Once you have the software in place, you can begin writing JavaScript code. To add JavaScript code to an HTML document, you need to create or open an HTML file with your text/HTML editor. A basic HTML file has a docType and some basic HTML tags such as <html>, <head> and <body>. For example, a basic HTML 5 document might look something like what is shown below.

<title>Testing JavaScript</title>
[Content goes here]

When you see JavaScript code on the Web, you will sometimes see some JavaScript code between the <head></head> tags. Or, you may see it in the <body></body> tags (or even in both places). To separate JavaScript code from HTML code, you need to enclose it within a set of <script></script> tags. The opening <script> tag has one required attribute and one optional attribute. The required attribute is the type attribute, while the optional attribute is src (which allows you to point to an external script file, covered later in this answer). The value of the type attribute is set to text/javascript, as shown below.

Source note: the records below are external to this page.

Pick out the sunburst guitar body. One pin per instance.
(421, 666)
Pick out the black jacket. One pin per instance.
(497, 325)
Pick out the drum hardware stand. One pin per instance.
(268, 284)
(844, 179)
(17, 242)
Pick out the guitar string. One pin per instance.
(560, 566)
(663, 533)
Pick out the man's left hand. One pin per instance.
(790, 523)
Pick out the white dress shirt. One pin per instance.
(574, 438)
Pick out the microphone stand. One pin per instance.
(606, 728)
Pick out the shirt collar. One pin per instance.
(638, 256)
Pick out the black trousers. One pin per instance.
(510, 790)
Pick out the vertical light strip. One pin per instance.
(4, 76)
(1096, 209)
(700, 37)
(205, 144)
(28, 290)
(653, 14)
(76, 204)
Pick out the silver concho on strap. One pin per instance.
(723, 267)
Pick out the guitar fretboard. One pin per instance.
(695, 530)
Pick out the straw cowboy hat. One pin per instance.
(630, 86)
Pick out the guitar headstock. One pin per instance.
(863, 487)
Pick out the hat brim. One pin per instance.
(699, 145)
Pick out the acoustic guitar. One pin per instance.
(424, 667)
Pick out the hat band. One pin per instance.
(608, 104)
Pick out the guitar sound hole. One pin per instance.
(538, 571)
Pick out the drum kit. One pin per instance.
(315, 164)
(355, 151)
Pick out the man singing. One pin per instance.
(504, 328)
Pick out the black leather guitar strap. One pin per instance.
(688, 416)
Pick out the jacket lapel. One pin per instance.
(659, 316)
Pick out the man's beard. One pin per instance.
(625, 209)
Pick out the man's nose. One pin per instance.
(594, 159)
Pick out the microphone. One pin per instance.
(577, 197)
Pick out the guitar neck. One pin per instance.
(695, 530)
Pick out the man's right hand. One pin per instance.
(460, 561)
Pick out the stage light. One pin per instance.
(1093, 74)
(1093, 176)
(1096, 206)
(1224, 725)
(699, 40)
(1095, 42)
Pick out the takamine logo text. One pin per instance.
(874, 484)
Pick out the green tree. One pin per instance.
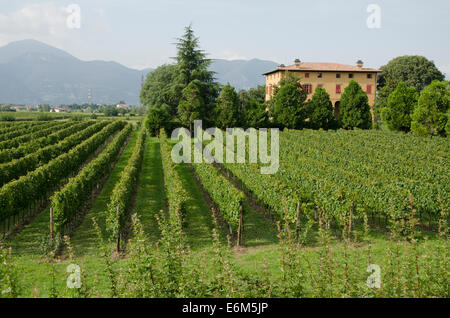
(190, 106)
(320, 110)
(192, 65)
(400, 105)
(160, 88)
(289, 106)
(355, 109)
(430, 116)
(157, 118)
(414, 71)
(255, 115)
(227, 111)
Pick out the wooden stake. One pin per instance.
(240, 227)
(297, 230)
(51, 224)
(118, 235)
(350, 222)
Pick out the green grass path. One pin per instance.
(84, 241)
(198, 221)
(151, 196)
(257, 230)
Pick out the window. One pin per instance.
(307, 88)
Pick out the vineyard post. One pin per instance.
(350, 222)
(51, 224)
(297, 228)
(240, 227)
(118, 234)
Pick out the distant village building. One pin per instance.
(333, 77)
(18, 108)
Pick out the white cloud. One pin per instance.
(35, 20)
(230, 55)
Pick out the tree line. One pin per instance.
(179, 93)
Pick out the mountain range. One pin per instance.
(32, 72)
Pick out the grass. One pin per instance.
(261, 252)
(198, 222)
(84, 240)
(151, 196)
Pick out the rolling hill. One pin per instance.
(34, 73)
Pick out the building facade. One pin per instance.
(333, 77)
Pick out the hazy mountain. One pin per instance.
(32, 72)
(240, 73)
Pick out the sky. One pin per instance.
(141, 33)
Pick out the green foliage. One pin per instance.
(19, 167)
(8, 275)
(192, 65)
(355, 109)
(39, 183)
(176, 194)
(68, 202)
(227, 111)
(227, 198)
(255, 115)
(320, 110)
(7, 118)
(414, 71)
(191, 105)
(430, 115)
(44, 117)
(35, 143)
(122, 194)
(110, 111)
(157, 118)
(401, 104)
(257, 95)
(289, 105)
(44, 108)
(160, 89)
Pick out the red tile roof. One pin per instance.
(323, 67)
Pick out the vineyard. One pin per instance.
(106, 198)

<script type="text/javascript">
Your JavaScript code goes here.

As you can see, your JavaScript code is placed between the opening and closing script tags. As an example script, you could write a simple string of text directly on the web page, as shown in the code below (place this between the <body> and </body> tags):

<script type="text/javascript">
document.write("Text written using JavaScript code!");

In the above example, the standard JavaScript function to displays text between the quotation marks on the page. It would look like the example below.

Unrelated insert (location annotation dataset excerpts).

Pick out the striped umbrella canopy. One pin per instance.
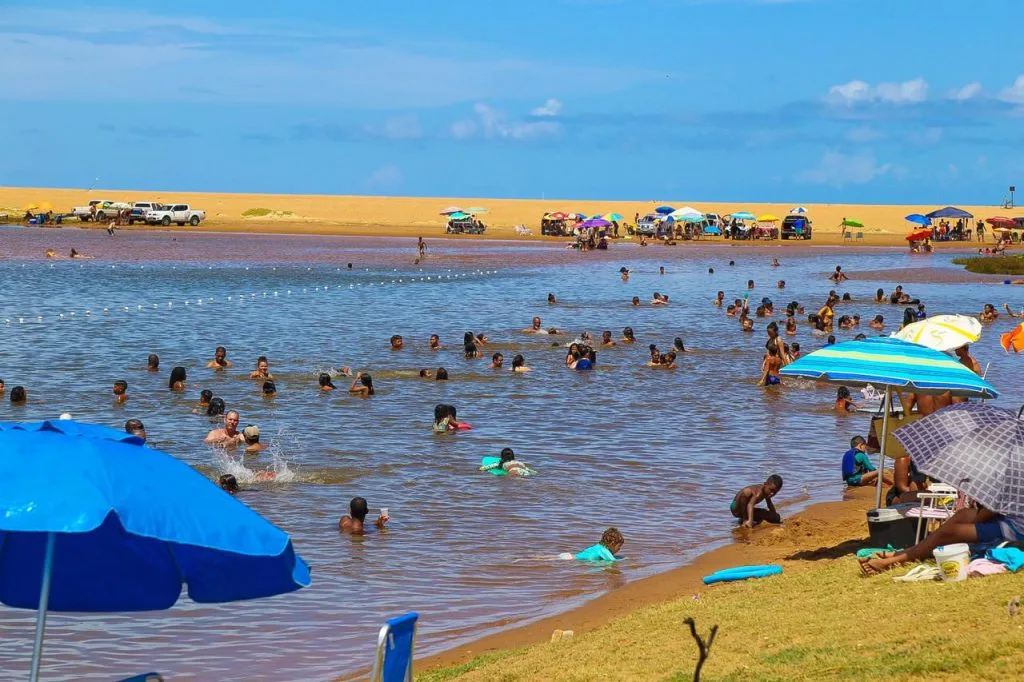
(891, 363)
(942, 332)
(895, 365)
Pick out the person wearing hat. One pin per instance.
(251, 436)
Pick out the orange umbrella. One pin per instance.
(1014, 339)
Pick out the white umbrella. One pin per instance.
(942, 332)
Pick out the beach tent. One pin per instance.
(949, 212)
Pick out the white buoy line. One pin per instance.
(242, 298)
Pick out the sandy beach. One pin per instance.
(409, 216)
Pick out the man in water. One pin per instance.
(743, 508)
(219, 360)
(228, 435)
(352, 522)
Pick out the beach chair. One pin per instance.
(394, 650)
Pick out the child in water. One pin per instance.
(605, 551)
(742, 506)
(509, 465)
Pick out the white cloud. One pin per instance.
(1014, 93)
(384, 178)
(839, 170)
(550, 108)
(969, 91)
(855, 92)
(493, 123)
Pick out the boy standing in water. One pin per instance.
(743, 508)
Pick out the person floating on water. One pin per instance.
(353, 522)
(743, 505)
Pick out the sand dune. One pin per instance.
(408, 216)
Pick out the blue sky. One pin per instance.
(788, 100)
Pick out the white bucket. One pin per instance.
(952, 560)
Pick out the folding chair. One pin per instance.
(394, 649)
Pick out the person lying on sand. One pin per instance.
(352, 522)
(743, 508)
(968, 525)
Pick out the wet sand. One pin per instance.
(410, 216)
(824, 531)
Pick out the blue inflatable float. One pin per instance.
(741, 573)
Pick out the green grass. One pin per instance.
(992, 264)
(825, 623)
(263, 212)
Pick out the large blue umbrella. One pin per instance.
(91, 524)
(893, 364)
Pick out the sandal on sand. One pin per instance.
(921, 573)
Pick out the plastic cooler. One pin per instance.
(890, 527)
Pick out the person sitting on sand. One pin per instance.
(605, 551)
(228, 434)
(352, 522)
(510, 465)
(219, 360)
(262, 370)
(857, 467)
(743, 508)
(981, 526)
(988, 313)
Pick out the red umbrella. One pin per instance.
(1001, 221)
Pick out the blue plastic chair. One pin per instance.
(394, 649)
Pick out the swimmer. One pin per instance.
(228, 483)
(135, 427)
(228, 434)
(262, 370)
(353, 522)
(363, 385)
(519, 365)
(216, 408)
(177, 380)
(219, 360)
(509, 465)
(250, 436)
(742, 506)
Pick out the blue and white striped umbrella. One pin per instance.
(890, 363)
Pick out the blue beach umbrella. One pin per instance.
(90, 524)
(895, 365)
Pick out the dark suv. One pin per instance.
(796, 227)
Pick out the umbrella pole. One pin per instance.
(887, 405)
(44, 602)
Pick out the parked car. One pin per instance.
(98, 209)
(177, 213)
(796, 227)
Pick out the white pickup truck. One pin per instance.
(177, 213)
(98, 210)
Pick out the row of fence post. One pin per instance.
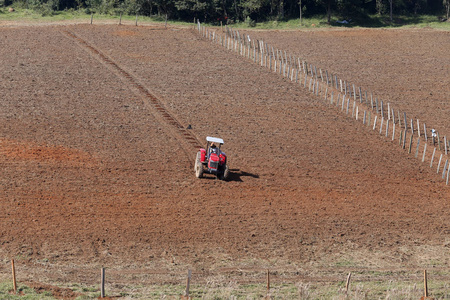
(308, 76)
(186, 294)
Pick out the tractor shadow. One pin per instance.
(237, 174)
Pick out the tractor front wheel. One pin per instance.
(198, 166)
(226, 174)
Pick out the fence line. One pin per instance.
(189, 278)
(290, 67)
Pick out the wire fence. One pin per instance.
(352, 100)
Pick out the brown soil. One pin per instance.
(97, 166)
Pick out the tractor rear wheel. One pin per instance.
(198, 167)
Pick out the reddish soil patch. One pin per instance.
(310, 187)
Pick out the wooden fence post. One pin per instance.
(347, 284)
(445, 168)
(387, 128)
(425, 284)
(418, 128)
(439, 141)
(381, 125)
(410, 144)
(188, 283)
(417, 148)
(424, 150)
(425, 132)
(13, 269)
(432, 157)
(393, 131)
(439, 164)
(102, 290)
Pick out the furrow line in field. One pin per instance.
(149, 98)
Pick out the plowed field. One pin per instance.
(97, 166)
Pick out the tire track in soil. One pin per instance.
(152, 102)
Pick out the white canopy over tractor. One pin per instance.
(214, 140)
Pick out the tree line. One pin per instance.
(251, 11)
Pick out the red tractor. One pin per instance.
(212, 160)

Another option for including a JavaScript on a page is to create the script in an external text file and save it with a .js extension (making it a JavaScript file). The .js file is then included in the page using the src attribute of the opening script tag. So, if you wanted to use the script above by placing it in an external file, you would place the JavaScript code (without the script tags) into a new text file, as shown below:

document.write("Text written using JavaScript code!");

You would then save the file with a .js extension. For instance, you could save it as write.js. Once the file is saved, you can call it from the HTML code via the src attribute of the opening script tag, as shown below for write.js.

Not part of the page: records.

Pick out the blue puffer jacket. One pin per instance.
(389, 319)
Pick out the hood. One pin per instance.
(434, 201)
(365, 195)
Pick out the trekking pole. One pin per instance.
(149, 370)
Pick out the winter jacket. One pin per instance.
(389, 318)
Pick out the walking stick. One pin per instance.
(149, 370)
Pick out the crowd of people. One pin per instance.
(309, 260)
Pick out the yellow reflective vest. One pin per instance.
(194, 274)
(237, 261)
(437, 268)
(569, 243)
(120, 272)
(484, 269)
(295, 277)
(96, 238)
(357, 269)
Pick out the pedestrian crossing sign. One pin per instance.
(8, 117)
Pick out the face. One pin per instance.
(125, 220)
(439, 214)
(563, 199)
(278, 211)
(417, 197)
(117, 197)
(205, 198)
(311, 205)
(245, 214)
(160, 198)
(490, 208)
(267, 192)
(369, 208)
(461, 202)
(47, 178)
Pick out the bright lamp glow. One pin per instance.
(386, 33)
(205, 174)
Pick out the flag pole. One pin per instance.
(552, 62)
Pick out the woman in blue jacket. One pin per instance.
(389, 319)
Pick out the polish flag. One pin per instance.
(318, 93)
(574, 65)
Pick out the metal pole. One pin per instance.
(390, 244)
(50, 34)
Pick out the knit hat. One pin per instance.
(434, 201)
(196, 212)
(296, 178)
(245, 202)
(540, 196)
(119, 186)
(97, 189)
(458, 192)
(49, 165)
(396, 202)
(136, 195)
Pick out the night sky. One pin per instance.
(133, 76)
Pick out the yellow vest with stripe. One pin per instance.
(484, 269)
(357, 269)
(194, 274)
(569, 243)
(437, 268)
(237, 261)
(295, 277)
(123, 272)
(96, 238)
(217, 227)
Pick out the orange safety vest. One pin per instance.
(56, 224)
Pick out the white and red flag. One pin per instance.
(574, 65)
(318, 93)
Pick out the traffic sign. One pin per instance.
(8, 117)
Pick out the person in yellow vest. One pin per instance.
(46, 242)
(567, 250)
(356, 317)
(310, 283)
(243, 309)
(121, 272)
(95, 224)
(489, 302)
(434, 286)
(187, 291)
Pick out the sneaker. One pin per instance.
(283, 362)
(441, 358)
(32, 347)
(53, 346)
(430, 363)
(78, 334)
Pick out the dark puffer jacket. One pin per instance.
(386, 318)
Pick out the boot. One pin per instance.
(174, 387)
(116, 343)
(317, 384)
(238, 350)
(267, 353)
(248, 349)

<script type="text/javascript" src="write.js"></script>

The above procedure has the same effect as writing the code between the script tags, but won't clutter the HTML code with JavaScript code (which can become quite lengthy at times). Another advantage to this method is that the same script can be included in multiple pages, and editing the script file will update the script in every page that uses the external script file. Doing this makes it far easier to edit the script as it can be done in one place (rather than editing the code in the script tags on each page that contains the script).